芥川龍之介の『芭蕉雑記』に思うこと⑦ 『源氏物語』に気が付かないのか
これまで私は芥田についてさえ「ここはおかしい」というところはきちんと書いてきた。
それはけして些末なことなどではない。
あるいは太宰も同じような気概ではなかったのかと思う。
それはまさに「わかると云ふ事は世間が考へる程、無造作にできる事ではない」からでもある。
一昨日こんな記事を書いた。
では耳の穴をあけることができた人、この厳しさに耐えられた人が果して何人いたのだろうか?
もしかしたらゼロ人かもしれない。しかし芥川であれ芭蕉であれ、駄目なものは駄目で違うものは違う。
そんな当たり前の話を今日もやる。生きている限りやる。
画なのか物語なのか
芥川はすんなり納得しているが、ここは少し解らないところである。
普通「物語の体」と云えば『大鏡』や『栄花物語』のような形式のことであり、何かが起こってそれが原因で次にこれが起こる、結果としてこうなるという因果の連なりを必要とする。あるいは『伊勢物語』のようにところどころに歌を挟み込み、場所を移動し時間を経過させる。
芭蕉の云う「物語の体」がそういう意味だとすれば、「粽ゆふ片手にはさむひたひ髪」には因果なり時間の経過なりを見なくてはならないが、この句は「ひたひ髪」が「粽ゆふ片手にはさむ」にくっついていて句切れがないので、一瞬の絵のようである。
しかし「物がたりの姿も一集には有るべきもの」と翁(芭蕉)が確かに言っている訳で、……はあ、自分の鑑賞がそこに追い付いていないのだなと。
いやいやいや。芭蕉が言っているのは「物語の体」ではなく「物がたりの姿」ではないか。
これは去来が勝手に「物語の体」にして、芥川が納得してしまっていないか。
つまりこの句は物語の体を成している訳ではなく物語の姿を映しとっている、物語に材を得た作品だということなのではないか。
ではこれが何の物語かというと、問題の「粽」の文字が『伊勢物語』『大和物語』には「飾り粽」として出てくるものの、『竹取物語』『源氏物語』『大鏡』『狭衣』『栄花』『更科』『土佐』『うつほ』『落窪』『堤中納言』などの主要な物語には「粽」が出てこない。

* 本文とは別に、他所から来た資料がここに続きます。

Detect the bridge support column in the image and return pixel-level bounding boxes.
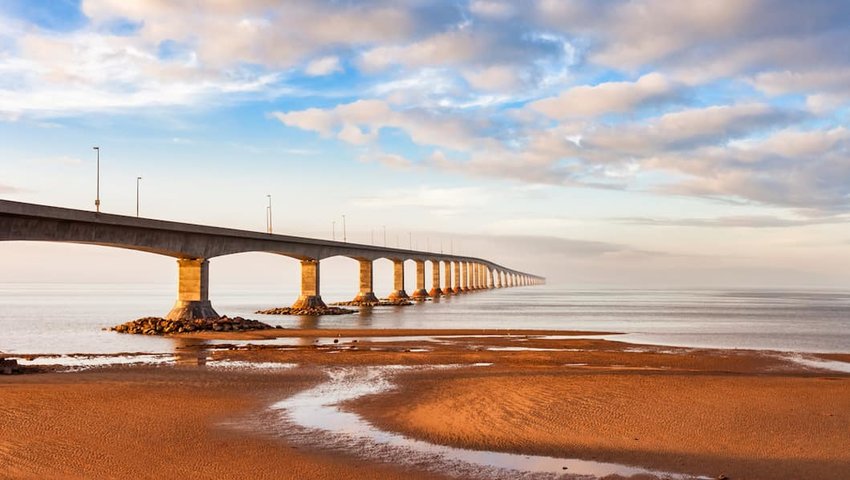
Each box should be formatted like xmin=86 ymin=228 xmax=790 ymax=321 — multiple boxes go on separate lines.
xmin=443 ymin=261 xmax=453 ymax=295
xmin=471 ymin=264 xmax=478 ymax=290
xmin=352 ymin=259 xmax=379 ymax=304
xmin=291 ymin=259 xmax=327 ymax=309
xmin=429 ymin=260 xmax=443 ymax=297
xmin=452 ymin=261 xmax=461 ymax=293
xmin=388 ymin=259 xmax=409 ymax=301
xmin=460 ymin=262 xmax=469 ymax=292
xmin=412 ymin=260 xmax=429 ymax=300
xmin=487 ymin=268 xmax=494 ymax=289
xmin=166 ymin=258 xmax=219 ymax=320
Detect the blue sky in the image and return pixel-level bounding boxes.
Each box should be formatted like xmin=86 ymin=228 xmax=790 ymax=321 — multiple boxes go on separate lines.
xmin=1 ymin=0 xmax=850 ymax=289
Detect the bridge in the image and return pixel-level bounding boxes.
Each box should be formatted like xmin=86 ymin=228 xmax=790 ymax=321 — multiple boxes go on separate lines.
xmin=0 ymin=200 xmax=544 ymax=319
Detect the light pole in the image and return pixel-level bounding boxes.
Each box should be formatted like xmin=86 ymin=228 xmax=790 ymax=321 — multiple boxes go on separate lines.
xmin=266 ymin=195 xmax=272 ymax=234
xmin=332 ymin=221 xmax=336 ymax=241
xmin=342 ymin=215 xmax=347 ymax=242
xmin=135 ymin=176 xmax=142 ymax=217
xmin=93 ymin=146 xmax=100 ymax=213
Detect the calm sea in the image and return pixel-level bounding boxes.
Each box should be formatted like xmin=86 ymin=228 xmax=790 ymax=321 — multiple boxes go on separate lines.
xmin=1 ymin=283 xmax=849 ymax=355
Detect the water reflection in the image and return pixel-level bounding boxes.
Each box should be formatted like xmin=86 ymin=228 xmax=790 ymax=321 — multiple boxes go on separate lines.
xmin=171 ymin=337 xmax=211 ymax=366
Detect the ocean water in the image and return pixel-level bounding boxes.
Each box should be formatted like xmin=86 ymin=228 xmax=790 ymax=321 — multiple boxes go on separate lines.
xmin=1 ymin=283 xmax=849 ymax=355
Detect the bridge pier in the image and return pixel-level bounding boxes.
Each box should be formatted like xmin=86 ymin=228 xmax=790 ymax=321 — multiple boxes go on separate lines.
xmin=166 ymin=258 xmax=219 ymax=320
xmin=487 ymin=268 xmax=494 ymax=288
xmin=452 ymin=261 xmax=462 ymax=293
xmin=411 ymin=260 xmax=429 ymax=300
xmin=352 ymin=259 xmax=379 ymax=304
xmin=388 ymin=259 xmax=409 ymax=301
xmin=429 ymin=260 xmax=443 ymax=297
xmin=291 ymin=259 xmax=327 ymax=309
xmin=442 ymin=261 xmax=453 ymax=295
xmin=460 ymin=262 xmax=469 ymax=292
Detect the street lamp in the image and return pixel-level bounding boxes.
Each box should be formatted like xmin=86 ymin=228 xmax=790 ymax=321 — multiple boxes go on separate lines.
xmin=266 ymin=195 xmax=273 ymax=234
xmin=342 ymin=214 xmax=347 ymax=242
xmin=135 ymin=176 xmax=142 ymax=217
xmin=332 ymin=220 xmax=336 ymax=241
xmin=92 ymin=146 xmax=100 ymax=213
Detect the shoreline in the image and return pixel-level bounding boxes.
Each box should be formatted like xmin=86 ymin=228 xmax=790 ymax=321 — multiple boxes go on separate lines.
xmin=2 ymin=331 xmax=848 ymax=479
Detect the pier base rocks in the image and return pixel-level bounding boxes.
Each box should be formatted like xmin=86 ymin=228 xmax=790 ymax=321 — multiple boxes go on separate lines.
xmin=255 ymin=306 xmax=355 ymax=316
xmin=111 ymin=316 xmax=275 ymax=335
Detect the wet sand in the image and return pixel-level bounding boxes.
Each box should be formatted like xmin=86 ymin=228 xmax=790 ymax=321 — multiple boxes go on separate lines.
xmin=2 ymin=329 xmax=849 ymax=479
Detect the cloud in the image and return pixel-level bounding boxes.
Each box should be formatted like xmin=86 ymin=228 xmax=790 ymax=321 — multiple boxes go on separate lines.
xmin=584 ymin=103 xmax=795 ymax=154
xmin=613 ymin=215 xmax=850 ymax=228
xmin=3 ymin=0 xmax=850 ymax=218
xmin=358 ymin=152 xmax=414 ymax=169
xmin=304 ymin=56 xmax=342 ymax=76
xmin=534 ymin=0 xmax=850 ymax=83
xmin=529 ymin=73 xmax=680 ymax=119
xmin=272 ymin=99 xmax=488 ymax=152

これは困ったことになったぞと切り替えて「ひたい髪」の方で調べると、
あった。しかしいずれも粽をまく場面ではない。これで「物がたりの姿」とは、流石に無理があるのではなかろうか。
幸田露伴の解釈もまた「源氏物語」を念頭に置いて、「物語めける」という辺りに留まる。河東碧梧桐の解釈はさておく。
これが室生犀星となると剣呑になる。
絵でも物語でもなくなる。
一応、「額髪」だけで「源氏物語」を想起せよということらしい。あるいは芭蕉さえ、あるいは去来であっても「そういう場面が物語にあったような気がする」、または「そういう場面は物語のなかのできごとのようだ」という程度の意味で「物がたりの姿」「物語の体」と云っているのではなかろうか。
さらにそれを芥川が「風景画」の話の中に持ち出しているからややこしい。果たして芥川は主要な物語に粽を結う女の姿はなく、「ひたい髪」が『源氏物語』の姿を映しているていであることを理解していたのであろうか?
繰り返し読み直してもやはりそうとは読めない。芥川は画の話をしはている。物語の語は唐突に現れる。
【余談】
それにしても室生犀星の指摘は「少年だったかも」という疑惑を搔き立てずにはおかないものだ。確かに比較してみると、「前髪もまだ若草の匂ひかな」はテイストが近い。
小林一茶の、
粽結ふと顔も披露や入る座敷
……はまるでパロディのようだ。